O celular, com a tela virada para baixo na expectativa de que não me incomode com a luz, vibra. Imagino toda a cena como uma série adolescente ou filme clichê. O principal está deitado em sua cama, encarando o teto e então os flashbacks começam. Algumas cenas de sua infância feliz começam a passar, dele próprio correndo e sorrindo numa grama verde, com a iluminação clara demais. Logo após, as lembranças são de algumas horas atrás onde seu relacionamento de alguns anos é abruptamente terminado sem mais explicações.

Se eu fosse o protagonista de um filme, a mensagem em meu celular agora seria um pedido de desculpas, ou até mesmo meu melhor amigo que sempre foi apaixonado por mim perguntando se quero sair para espairecer. Se fosse esse o caso, nós sairíamos e depois de uns meses estaríamos em um relacionamento feliz, nos perguntando o motivo de nunca termos nos visto como algo romântico antes.

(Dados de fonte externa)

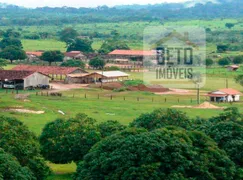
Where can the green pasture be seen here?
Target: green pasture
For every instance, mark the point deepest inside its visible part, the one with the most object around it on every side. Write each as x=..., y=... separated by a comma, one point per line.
x=102, y=105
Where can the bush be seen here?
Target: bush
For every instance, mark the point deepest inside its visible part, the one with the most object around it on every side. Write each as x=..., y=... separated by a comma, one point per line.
x=11, y=169
x=169, y=153
x=17, y=140
x=238, y=60
x=64, y=141
x=110, y=127
x=224, y=62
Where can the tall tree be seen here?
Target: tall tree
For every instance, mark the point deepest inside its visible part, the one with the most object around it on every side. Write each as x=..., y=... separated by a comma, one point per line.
x=52, y=56
x=13, y=53
x=68, y=34
x=78, y=44
x=10, y=42
x=167, y=153
x=64, y=141
x=17, y=140
x=239, y=79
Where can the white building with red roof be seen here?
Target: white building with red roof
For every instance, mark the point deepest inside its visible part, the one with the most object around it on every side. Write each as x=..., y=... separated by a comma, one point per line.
x=225, y=95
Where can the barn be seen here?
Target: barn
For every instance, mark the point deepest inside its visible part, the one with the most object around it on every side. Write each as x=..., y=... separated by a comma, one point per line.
x=94, y=77
x=12, y=79
x=56, y=72
x=224, y=95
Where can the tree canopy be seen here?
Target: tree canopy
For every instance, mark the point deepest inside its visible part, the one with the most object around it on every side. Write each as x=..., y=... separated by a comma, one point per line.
x=68, y=34
x=160, y=118
x=64, y=141
x=10, y=42
x=11, y=169
x=83, y=45
x=97, y=63
x=239, y=79
x=168, y=153
x=52, y=56
x=18, y=141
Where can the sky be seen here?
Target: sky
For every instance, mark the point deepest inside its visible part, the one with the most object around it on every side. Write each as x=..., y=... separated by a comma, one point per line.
x=81, y=3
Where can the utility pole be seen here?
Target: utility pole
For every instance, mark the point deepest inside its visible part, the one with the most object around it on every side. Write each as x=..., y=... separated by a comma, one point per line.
x=198, y=93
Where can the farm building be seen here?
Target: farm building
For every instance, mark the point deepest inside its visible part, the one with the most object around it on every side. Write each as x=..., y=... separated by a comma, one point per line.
x=233, y=68
x=224, y=95
x=94, y=77
x=12, y=79
x=54, y=71
x=74, y=55
x=33, y=56
x=135, y=55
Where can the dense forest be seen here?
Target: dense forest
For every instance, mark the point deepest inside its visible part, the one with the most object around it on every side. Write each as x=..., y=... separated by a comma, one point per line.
x=14, y=15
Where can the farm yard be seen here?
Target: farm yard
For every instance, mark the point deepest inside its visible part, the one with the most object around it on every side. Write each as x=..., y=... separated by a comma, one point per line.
x=76, y=79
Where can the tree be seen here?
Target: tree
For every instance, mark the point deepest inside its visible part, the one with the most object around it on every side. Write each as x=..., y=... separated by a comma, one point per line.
x=97, y=63
x=10, y=42
x=238, y=59
x=73, y=63
x=13, y=53
x=18, y=141
x=113, y=43
x=160, y=118
x=222, y=48
x=52, y=56
x=229, y=25
x=110, y=127
x=66, y=141
x=10, y=33
x=68, y=34
x=3, y=62
x=209, y=62
x=224, y=61
x=84, y=45
x=168, y=153
x=239, y=79
x=11, y=169
x=229, y=136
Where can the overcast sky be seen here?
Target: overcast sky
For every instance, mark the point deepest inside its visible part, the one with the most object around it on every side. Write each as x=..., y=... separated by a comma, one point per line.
x=81, y=3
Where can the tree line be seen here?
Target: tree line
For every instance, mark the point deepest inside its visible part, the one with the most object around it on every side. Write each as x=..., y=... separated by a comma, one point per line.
x=163, y=144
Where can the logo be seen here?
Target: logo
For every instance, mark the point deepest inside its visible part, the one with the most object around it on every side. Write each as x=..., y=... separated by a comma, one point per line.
x=179, y=55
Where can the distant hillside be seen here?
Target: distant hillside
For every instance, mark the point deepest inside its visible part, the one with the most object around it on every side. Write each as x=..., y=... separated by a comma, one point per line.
x=196, y=9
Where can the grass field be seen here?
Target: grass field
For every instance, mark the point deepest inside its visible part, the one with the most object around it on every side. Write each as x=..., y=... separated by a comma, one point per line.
x=101, y=109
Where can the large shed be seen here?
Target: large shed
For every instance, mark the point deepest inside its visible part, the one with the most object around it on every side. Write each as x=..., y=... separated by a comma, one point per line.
x=13, y=79
x=53, y=71
x=94, y=77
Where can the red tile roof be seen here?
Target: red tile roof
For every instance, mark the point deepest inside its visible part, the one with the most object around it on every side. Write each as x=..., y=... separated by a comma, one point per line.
x=47, y=70
x=230, y=91
x=73, y=53
x=35, y=53
x=14, y=75
x=133, y=53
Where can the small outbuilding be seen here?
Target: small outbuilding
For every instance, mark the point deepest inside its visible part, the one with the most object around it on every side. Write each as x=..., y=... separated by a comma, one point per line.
x=225, y=95
x=94, y=77
x=233, y=68
x=12, y=79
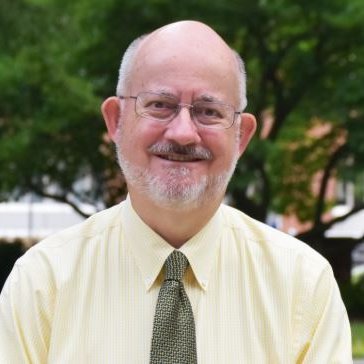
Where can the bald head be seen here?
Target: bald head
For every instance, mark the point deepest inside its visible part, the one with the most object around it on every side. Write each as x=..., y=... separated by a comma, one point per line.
x=184, y=43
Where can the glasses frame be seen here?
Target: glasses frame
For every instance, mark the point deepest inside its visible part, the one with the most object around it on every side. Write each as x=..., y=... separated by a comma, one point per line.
x=179, y=107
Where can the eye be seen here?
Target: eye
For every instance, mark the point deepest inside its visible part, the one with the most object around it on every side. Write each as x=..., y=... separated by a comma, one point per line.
x=208, y=111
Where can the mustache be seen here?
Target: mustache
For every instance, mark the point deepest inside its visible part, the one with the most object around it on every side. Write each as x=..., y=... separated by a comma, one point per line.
x=193, y=151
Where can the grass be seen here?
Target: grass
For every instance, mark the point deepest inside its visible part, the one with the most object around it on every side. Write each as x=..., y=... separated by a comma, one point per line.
x=357, y=330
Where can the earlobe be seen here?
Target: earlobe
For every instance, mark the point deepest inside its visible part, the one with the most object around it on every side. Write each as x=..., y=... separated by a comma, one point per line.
x=110, y=109
x=248, y=126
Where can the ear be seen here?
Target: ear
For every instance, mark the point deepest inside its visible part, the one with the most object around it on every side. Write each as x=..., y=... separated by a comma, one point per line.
x=248, y=125
x=110, y=109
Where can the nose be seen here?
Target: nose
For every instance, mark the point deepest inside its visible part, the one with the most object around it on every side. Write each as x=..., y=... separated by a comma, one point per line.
x=182, y=129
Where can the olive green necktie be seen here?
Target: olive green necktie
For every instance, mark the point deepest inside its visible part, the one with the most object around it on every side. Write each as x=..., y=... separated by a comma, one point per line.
x=174, y=339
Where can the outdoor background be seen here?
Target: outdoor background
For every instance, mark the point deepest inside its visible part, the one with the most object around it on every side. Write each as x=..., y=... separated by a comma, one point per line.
x=303, y=173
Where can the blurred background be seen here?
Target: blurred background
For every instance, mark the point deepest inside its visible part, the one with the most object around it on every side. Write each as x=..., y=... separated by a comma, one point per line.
x=303, y=173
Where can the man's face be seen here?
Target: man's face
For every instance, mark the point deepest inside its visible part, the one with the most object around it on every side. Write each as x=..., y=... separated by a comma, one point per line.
x=179, y=163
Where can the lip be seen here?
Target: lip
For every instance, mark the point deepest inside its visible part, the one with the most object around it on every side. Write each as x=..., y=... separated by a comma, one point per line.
x=184, y=158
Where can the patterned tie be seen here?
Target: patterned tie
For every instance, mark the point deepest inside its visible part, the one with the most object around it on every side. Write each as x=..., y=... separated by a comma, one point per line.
x=174, y=339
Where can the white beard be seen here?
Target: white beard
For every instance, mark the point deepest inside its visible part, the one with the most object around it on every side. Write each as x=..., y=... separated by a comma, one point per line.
x=175, y=189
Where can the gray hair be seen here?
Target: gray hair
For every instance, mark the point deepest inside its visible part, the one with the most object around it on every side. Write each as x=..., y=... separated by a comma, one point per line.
x=126, y=65
x=129, y=59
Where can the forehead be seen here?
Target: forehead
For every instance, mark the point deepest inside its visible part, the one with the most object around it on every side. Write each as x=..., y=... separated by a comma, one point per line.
x=199, y=64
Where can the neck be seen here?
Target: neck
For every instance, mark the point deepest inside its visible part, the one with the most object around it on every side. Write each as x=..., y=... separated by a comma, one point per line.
x=174, y=225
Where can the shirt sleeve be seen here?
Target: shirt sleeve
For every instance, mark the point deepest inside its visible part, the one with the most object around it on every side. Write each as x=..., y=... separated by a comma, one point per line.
x=325, y=325
x=25, y=310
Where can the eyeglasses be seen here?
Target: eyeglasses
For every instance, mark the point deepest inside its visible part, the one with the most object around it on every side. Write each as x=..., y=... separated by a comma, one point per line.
x=164, y=108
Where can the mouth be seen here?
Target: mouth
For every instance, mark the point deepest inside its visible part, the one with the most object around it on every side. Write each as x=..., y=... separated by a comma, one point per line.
x=179, y=157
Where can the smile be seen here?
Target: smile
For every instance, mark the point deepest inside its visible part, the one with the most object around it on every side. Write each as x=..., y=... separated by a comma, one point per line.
x=179, y=157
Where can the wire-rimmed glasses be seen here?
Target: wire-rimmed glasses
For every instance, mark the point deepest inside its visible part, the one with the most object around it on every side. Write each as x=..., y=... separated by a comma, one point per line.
x=164, y=108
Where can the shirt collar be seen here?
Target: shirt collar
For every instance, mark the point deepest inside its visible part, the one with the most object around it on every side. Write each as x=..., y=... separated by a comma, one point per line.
x=150, y=250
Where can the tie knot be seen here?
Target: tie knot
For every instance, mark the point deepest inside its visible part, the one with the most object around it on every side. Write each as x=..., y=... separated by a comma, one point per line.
x=176, y=265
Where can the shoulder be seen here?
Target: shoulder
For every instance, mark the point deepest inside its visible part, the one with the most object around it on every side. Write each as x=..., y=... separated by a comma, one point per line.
x=63, y=252
x=270, y=242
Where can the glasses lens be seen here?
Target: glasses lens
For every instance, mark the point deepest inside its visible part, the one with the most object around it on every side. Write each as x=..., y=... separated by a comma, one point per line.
x=213, y=114
x=156, y=106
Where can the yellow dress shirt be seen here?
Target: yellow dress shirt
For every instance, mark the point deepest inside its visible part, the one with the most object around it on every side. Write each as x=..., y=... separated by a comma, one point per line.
x=88, y=295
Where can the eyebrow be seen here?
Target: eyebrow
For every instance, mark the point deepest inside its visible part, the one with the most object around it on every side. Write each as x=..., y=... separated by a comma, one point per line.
x=209, y=98
x=164, y=92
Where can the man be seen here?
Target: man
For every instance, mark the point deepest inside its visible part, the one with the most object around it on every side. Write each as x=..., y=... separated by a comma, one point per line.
x=98, y=292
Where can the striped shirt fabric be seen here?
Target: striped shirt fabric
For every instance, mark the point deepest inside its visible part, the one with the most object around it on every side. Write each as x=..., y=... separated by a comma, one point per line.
x=88, y=295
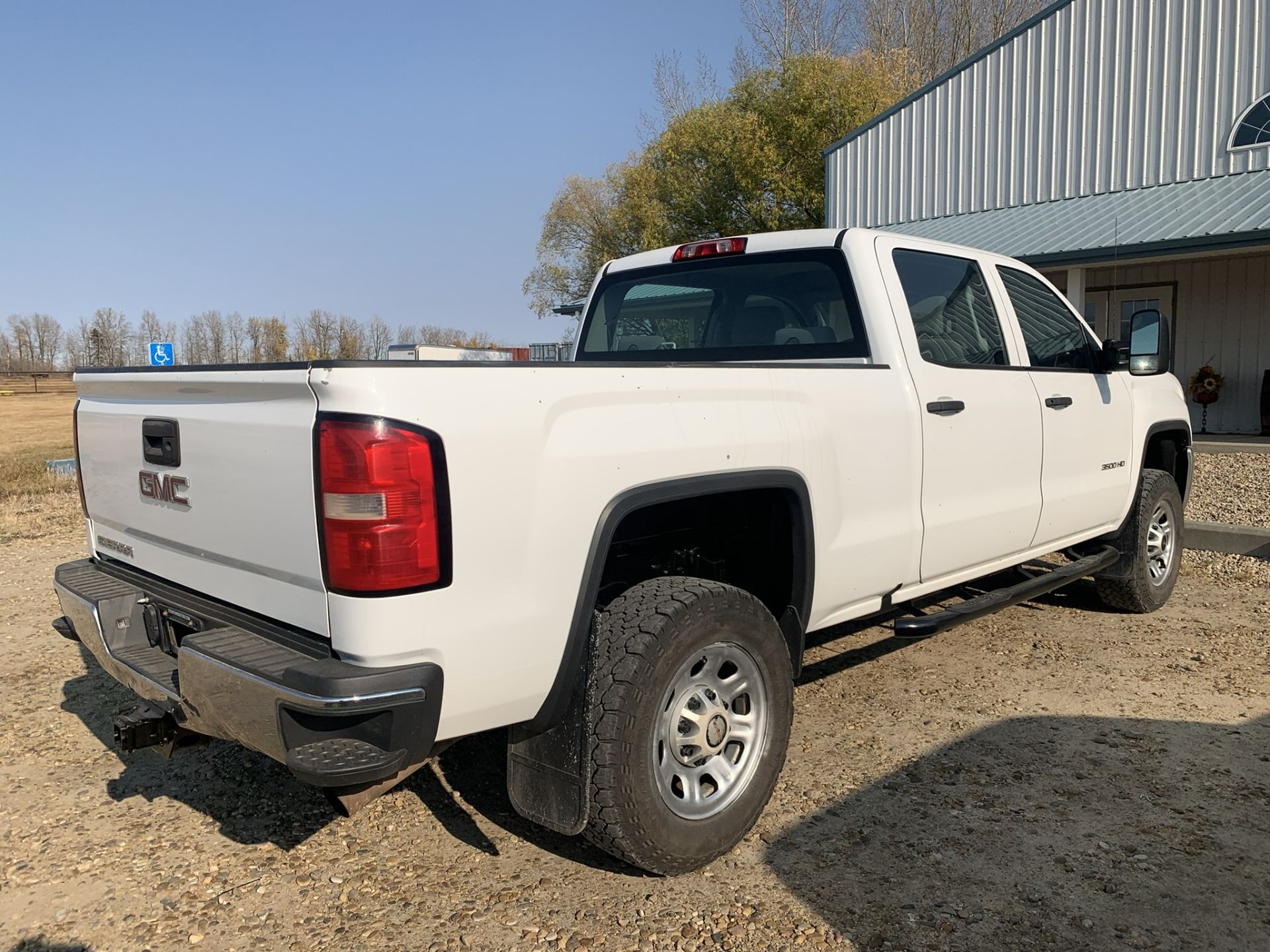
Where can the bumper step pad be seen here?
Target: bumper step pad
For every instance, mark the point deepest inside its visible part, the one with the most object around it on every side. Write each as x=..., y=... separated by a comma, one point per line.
x=346, y=761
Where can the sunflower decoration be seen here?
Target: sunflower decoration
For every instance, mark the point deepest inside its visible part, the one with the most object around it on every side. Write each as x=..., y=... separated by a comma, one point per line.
x=1206, y=385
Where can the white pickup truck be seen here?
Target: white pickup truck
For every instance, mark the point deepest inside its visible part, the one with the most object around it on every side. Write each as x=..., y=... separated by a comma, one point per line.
x=347, y=565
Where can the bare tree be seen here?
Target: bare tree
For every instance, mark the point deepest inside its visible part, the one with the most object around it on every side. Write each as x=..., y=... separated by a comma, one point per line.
x=378, y=338
x=214, y=325
x=780, y=30
x=235, y=338
x=351, y=339
x=107, y=340
x=151, y=331
x=193, y=340
x=23, y=342
x=267, y=339
x=8, y=360
x=317, y=337
x=937, y=33
x=46, y=337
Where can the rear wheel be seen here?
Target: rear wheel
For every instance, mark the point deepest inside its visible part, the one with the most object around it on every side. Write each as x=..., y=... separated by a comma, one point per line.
x=1151, y=549
x=693, y=699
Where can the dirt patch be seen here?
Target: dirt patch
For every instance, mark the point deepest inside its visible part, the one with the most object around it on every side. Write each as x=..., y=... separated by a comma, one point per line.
x=33, y=429
x=33, y=420
x=1231, y=488
x=1048, y=777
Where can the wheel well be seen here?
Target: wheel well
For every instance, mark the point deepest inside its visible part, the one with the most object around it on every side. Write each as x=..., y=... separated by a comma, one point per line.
x=757, y=539
x=1166, y=450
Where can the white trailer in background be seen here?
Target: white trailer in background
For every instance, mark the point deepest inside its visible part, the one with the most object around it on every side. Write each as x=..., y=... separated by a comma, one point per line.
x=443, y=352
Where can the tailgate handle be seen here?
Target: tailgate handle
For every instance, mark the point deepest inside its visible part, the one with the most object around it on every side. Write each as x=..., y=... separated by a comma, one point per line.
x=160, y=442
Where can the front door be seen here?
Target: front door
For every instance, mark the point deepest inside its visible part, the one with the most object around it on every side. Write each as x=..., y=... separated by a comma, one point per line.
x=1087, y=413
x=981, y=419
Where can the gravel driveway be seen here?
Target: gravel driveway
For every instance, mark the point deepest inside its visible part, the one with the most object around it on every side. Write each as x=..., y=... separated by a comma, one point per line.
x=1231, y=488
x=1043, y=778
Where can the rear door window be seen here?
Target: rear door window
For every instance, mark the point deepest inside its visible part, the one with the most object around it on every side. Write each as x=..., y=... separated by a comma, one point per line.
x=952, y=314
x=780, y=305
x=1053, y=335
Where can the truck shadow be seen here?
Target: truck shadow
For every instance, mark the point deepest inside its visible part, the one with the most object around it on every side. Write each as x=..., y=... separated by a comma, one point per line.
x=1050, y=832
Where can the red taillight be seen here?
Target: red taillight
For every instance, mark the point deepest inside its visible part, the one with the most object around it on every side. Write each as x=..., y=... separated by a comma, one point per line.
x=380, y=506
x=709, y=249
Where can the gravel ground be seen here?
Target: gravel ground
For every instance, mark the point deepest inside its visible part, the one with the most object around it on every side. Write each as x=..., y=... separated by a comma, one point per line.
x=1232, y=488
x=1050, y=777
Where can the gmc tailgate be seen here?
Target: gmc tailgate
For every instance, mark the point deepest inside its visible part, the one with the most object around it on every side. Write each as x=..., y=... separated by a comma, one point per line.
x=228, y=506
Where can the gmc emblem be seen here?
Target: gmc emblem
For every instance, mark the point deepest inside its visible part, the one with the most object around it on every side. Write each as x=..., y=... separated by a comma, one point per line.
x=163, y=488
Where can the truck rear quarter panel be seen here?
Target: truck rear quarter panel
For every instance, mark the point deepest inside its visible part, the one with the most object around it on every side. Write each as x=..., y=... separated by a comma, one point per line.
x=538, y=452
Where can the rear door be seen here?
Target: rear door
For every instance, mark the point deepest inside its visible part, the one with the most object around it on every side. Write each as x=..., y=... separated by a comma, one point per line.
x=1087, y=413
x=228, y=510
x=981, y=418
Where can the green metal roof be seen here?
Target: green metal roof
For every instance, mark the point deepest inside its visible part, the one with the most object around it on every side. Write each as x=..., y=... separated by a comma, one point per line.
x=1210, y=214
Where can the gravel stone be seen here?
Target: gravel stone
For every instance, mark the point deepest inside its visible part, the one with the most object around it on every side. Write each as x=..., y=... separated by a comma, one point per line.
x=1231, y=488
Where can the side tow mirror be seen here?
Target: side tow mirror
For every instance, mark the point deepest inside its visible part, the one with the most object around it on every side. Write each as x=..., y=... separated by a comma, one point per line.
x=1115, y=354
x=1148, y=343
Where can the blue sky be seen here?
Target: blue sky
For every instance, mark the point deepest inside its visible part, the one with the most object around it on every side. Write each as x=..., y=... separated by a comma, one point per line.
x=271, y=158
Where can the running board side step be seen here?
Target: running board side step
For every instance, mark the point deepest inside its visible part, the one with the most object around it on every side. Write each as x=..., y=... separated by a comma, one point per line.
x=925, y=625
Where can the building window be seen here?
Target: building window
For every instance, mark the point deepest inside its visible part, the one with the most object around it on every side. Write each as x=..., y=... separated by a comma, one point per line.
x=1254, y=126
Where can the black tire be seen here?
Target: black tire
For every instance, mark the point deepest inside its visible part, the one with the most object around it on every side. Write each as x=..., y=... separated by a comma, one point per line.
x=1129, y=584
x=644, y=640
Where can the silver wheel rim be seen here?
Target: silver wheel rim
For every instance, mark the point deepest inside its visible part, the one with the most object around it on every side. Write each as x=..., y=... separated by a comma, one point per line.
x=712, y=731
x=1161, y=539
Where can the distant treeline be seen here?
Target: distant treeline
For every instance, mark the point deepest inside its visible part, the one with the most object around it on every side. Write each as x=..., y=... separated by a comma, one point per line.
x=38, y=342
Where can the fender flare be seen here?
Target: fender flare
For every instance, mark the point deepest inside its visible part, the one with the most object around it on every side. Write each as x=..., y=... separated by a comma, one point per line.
x=1167, y=426
x=793, y=621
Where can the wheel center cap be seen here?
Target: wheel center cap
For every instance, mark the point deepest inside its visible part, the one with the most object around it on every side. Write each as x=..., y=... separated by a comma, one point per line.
x=716, y=730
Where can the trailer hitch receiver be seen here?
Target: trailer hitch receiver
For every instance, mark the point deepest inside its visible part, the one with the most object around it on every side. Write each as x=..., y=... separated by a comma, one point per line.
x=144, y=727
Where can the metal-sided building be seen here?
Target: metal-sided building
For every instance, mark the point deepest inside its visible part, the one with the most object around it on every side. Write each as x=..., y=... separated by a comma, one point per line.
x=1122, y=147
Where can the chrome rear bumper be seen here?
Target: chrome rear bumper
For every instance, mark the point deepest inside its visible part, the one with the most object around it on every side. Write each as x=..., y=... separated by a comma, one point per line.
x=332, y=723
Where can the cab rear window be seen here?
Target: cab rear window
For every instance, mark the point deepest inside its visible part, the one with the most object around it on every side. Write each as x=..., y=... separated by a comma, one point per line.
x=773, y=306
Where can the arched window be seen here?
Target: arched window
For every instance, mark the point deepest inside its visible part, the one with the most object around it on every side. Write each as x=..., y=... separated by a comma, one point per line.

Se fosse um clichê, eu não estaria aqui só por mim. O sentimento não seria de solidão e sim de tristeza. A dor seria de uma perda e não de um vazio. A dor seria em si uma dor, não seria um massivo e absoluto nada.

Pegando o celular, é como esperava. Apenas uma notificação de um aplicativo qualquer que sequer lembrava de ter instalado.